Nationaler Veteranentag: Deutschland ehrt seine "Friedensstifter" mit Appell für mehr Unterstützung
Gebhard auch SchlauchinNationaler Veteranentag: Deutschland ehrt seine "Friedensstifter" mit Appell für mehr Unterstützung
Deutschland bereitet sich darauf vor, am 15. Juni zum zweiten Mal den Nationalen Tag der Veteranen mit Veranstaltungen im ganzen Land zu begehen. Ulrike Liedtke, die Präsidentin des Brandenburger Landtages, hat in einer Rede die Bedeutung dieses Tages hervorgehoben. Sie bezeichnete ihn als einen Tag, um jene zu ehren, die als „Friedensstifter“ gedient haben.
Liedtke betonte die Notwendigkeit einer größeren Anerkennung für Militärveteranen und unterstrich, wie wichtig mehr Dankbarkeit und Unterstützung für ihren Einsatz sind. In ihren Ausführungen ging sie besonders auf die gesundheitlichen Herausforderungen ein, mit denen Soldatinnen und Soldaten konfrontiert sind – vor allem auf die posttraumatische Belastungsstörung (PTBS).
Sie stellte klar, dass PTBS kein Zeichen von Schwäche, sondern eine Verletzung sei. Liedtke forderte mehr Bewusstsein, bessere Behandlungsmöglichkeiten und gezielte Unterstützungsangebote für Veteranen und ihre Angehörigen. Gleichzeitig rief sie die Öffentlichkeit zu mehr Geduld und Verständnis auf.

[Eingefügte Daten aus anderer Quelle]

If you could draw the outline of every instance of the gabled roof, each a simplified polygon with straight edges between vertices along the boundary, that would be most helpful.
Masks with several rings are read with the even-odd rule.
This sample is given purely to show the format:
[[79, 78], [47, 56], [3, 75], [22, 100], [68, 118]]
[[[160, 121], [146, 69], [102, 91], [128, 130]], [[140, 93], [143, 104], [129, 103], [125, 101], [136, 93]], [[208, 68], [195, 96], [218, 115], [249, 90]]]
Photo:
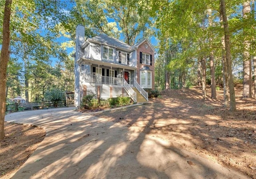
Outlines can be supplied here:
[[114, 46], [117, 47], [130, 50], [131, 46], [127, 43], [125, 43], [119, 40], [114, 38], [110, 37], [105, 34], [101, 34], [88, 39], [88, 40], [98, 42], [101, 43], [104, 43]]
[[115, 38], [110, 37], [106, 34], [101, 34], [88, 38], [84, 42], [84, 44], [83, 44], [82, 48], [85, 47], [89, 44], [89, 42], [94, 42], [100, 44], [109, 45], [115, 47], [118, 49], [122, 49], [125, 51], [130, 51], [136, 49], [139, 46], [146, 41], [151, 48], [154, 50], [154, 53], [156, 53], [156, 51], [155, 48], [148, 39], [141, 40], [131, 46], [123, 41], [121, 41]]
[[134, 48], [138, 48], [139, 47], [139, 46], [141, 44], [142, 44], [146, 41], [147, 41], [148, 45], [149, 45], [150, 46], [151, 48], [154, 51], [154, 53], [156, 53], [156, 49], [155, 49], [154, 47], [153, 46], [153, 45], [152, 45], [151, 43], [150, 42], [149, 40], [148, 40], [148, 39], [147, 38], [140, 40], [138, 42], [137, 42], [137, 43], [135, 43], [134, 45], [132, 45], [132, 46], [131, 48], [133, 49]]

In Deutschland umfasst der Begriff Veteran alle Soldatinnen und Soldaten – sowohl aktive als auch ehemalige –, die ehrenhaft aus dem Militärdienst ausgeschieden sind. Diese weite Definition spiegelt das Bestreben des Landes wider, ihre Leistungen anzuerkennen. Der Gedenktag soll das öffentliche Bewusstsein für die Erfahrungen und Bedürfnisse von Veteranen schärfen. Bei den bundesweiten Veranstaltungen wird ihr Einsatz und ihre Opfer gewürdigt. Liedtkes Appelle für eine verbesserte Unterstützung könnten in Deutschland zu weiteren Debatten über die Fürsorge für Veteranen führen.